Recovering from a Natural Disaster

Published June 1, 2000

On August 17 last year, a devastating earthquake in Turkey killed nearly 18,000 people. On November 12th, when a second earthquake rocked the country, it became the worst natural disaster on record, with some 75,000 children homeless in an impact zone the size of Switzerland.

In an effort to begin the psychological recovery of thousands of school-age children, the United Nations/Unicef asked the Norwegian-based Center for Crisis Psychology (CCP) to take the lead. The CCP immediately contacted Robert D. Macy, director of community services at the Boston Trauma Center.

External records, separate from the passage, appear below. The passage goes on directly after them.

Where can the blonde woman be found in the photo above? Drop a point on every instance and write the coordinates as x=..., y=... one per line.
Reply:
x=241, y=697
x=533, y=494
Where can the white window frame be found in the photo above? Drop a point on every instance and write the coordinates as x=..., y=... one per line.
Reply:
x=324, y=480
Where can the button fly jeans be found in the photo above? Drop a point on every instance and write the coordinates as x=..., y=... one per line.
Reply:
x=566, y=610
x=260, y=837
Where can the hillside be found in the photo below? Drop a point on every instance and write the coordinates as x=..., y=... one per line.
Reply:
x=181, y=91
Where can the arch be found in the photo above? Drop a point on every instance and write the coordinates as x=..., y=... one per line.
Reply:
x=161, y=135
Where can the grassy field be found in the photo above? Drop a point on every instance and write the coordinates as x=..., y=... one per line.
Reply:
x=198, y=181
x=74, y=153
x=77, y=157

Only 28 hours after the second earthquake struck, Macy stepped off an airplane in Turkey to find mass devastation and despair: Groups of displaced children lining up for soup, others playing in the mud and 3 a.m. darkness, twisted steel and concrete at every turn, and the dead piled in heaps.

The emotional anguish was “hard to describe,” Macy said, recalling an “incredible collective numbing” of the Turkish people–“so much in shock, so much in survival mode, they hadn’t been eating.” But he knew that children, who are especially vulnerable to post-traumatic stress, would require immediate attention.

Combining 20 years of research with hands-on observation and assessment, Macy developed a classroom-based psychosocial intervention program for Turkish guidance. In February, he led a specialized team on a return trip to Turkey, where he trained 600 Turkish guidance counselors on the program.

Macy’s program was so well received that the United Nations may have him write an international protocol for disaster recovery based on it.